Retrieve documents from APIs, databases, files, GraphQL endpoints, or custom providers.

02

Transform

Convert raw data into semantic chunks with structured metadata.

03

Load

Generate embeddings and store chunks inside vector databases.

04

Retrieve

Query planners and filters retrieve contextual knowledge for LLMs.

JSON chunking

Semantic modeling instead of stringify-and-embed

One of the key features of Spring Middleware AI is declarative JSON chunking. Raw JSON is transformed into semantic text and structured metadata before embeddings are generated.

Incorrect approach

JSON → stringify → embeddings ❌

Raw JSON serialization usually produces weak semantic retrieval and poor filtering capabilities.

Spring Middleware approach

JSON → semantic modeling → embeddings ✔

The framework transforms structured data into natural semantic context while preserving metadata for deterministic retrieval.

rules:
  - name: product
    extractor-path: "$.data.catalogs.content[*].products[*]"
Transformation rules

Rule-based semantic modeling

JSON chunking uses a declarative DSL to define extraction, metadata generation, templates, hierarchy, and semantic context.

Extractor rules

- json-data-types: [FIELD, META_DATA]
  name: productType
  extractor-path: "$.type"

Semantic templates

- template: "Product {productName}
  belongs to catalog {catalogName}"

Hierarchical modeling

Relationships such as catalog → product → review can be modeled declaratively.

Structured metadata

Numeric fields, identifiers, and categories are preserved for executable filtering.

Natural semantic text

Generated chunks contain contextual text optimized for semantic retrieval.

Retrieval model

Structured RAG execution

Retrieval is not based only on embedding similarity. Queries are transformed into structured execution plans.

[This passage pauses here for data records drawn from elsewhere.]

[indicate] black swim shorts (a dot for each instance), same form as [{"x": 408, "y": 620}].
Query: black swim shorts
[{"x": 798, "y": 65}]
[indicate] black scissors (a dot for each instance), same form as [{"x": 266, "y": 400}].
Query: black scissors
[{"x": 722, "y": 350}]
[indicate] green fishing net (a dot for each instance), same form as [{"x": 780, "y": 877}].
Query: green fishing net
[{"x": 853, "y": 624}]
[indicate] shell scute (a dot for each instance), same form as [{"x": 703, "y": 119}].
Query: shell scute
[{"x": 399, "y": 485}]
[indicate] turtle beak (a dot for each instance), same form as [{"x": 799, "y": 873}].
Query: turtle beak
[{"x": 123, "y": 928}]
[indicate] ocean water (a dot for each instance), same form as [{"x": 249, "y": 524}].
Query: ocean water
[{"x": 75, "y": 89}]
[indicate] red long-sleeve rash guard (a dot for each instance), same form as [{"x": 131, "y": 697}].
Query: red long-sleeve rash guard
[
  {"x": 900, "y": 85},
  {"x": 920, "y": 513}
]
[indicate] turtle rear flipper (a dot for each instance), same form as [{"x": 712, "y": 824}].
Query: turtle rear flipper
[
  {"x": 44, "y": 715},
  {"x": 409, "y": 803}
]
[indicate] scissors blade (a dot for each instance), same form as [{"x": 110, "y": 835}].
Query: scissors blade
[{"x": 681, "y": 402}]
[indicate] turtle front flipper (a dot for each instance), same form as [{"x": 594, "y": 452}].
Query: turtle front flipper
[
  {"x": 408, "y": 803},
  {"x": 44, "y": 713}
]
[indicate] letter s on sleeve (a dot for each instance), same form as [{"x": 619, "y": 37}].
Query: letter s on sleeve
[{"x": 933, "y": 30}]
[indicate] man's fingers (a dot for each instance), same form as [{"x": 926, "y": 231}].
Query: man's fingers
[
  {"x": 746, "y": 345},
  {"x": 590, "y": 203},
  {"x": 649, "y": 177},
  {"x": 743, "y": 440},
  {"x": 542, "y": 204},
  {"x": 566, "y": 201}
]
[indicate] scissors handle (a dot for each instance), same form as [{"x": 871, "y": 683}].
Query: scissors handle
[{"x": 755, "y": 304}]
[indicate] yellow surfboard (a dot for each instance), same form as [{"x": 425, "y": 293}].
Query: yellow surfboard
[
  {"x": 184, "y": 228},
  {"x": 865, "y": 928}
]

User Query Query Planner Vector Search Context LLM

Query planning

Natural language becomes executable retrieval instructions.

Metadata filtering

Numeric and structured filters are applied directly in vector stores.

Semantic retrieval

Embeddings retrieve semantically relevant chunks.

Controlled context

Retrieved chunks become deterministic context for the LLM.

Query planner

Natural language becomes executable retrieval

The planner transforms user questions into optimized retrieval plans containing semantic queries, filters, and retrieval strategy.

{
  "optimizedQuery": "digital products reviewCount > 5",
  "filters": [
    {
      "field": "productType",
      "values": ["DIGITAL"],
      "operator": "EQUAL"
    }
  ],
  "useSemanticSearch": true
}

Numeric filtering

Support for ranges and comparisons such as greater-than or less-than queries.

Structured execution

Filters are executable retrieval instructions, not prompt suggestions.

Deterministic retrieval

Retrieval behavior becomes predictable and explainable.

Vector stores

Structured filtering at execution time

Metadata filters are executed directly in vector stores such as Qdrant or MongoDB.

Qdrant

{
  "must": [
    {
      "key": "metadata.productType",
      "match": {
        "value": "PHYSICAL"
      }
    }
  ]
}

MongoDB

Criteria.where("metadata.reviewCount")
    .gte(3);

Numeric metadata is stored as real numeric types, not strings, allowing native range filtering inside vector databases.

Configuration

Spring Boot integration

AI infrastructure integrates directly into Spring Boot applications through auto-configuration and declarative setup.

middleware:
  ai:
    document:
      sources:
        catalogs-full:
          type: CUSTOM
          provider-name: catalogs-graphql-provider
          chunker: catalogs-chunker

      indexing:
        enabled: true
        index-on-startup: true

    vector-store:
      qdrant:
        enabled: true

    provider:
      openai:
        enabled: true
        models:
          - gpt-5
Final insight

RAG quality depends more on transformation than embeddings

Most RAG systems rely almost entirely on embeddings and similarity search. Spring Middleware AI focuses on semantic modeling, structured metadata, retrieval planning, and deterministic filtering.

Typical RAG

query → embedding → similarity → hope

Spring Middleware AI

query → plan → filters + semantic
→ controlled retrieval → answer

The real value of RAG comes from how data is extracted, transformed, modeled, and retrieved — not only from embeddings.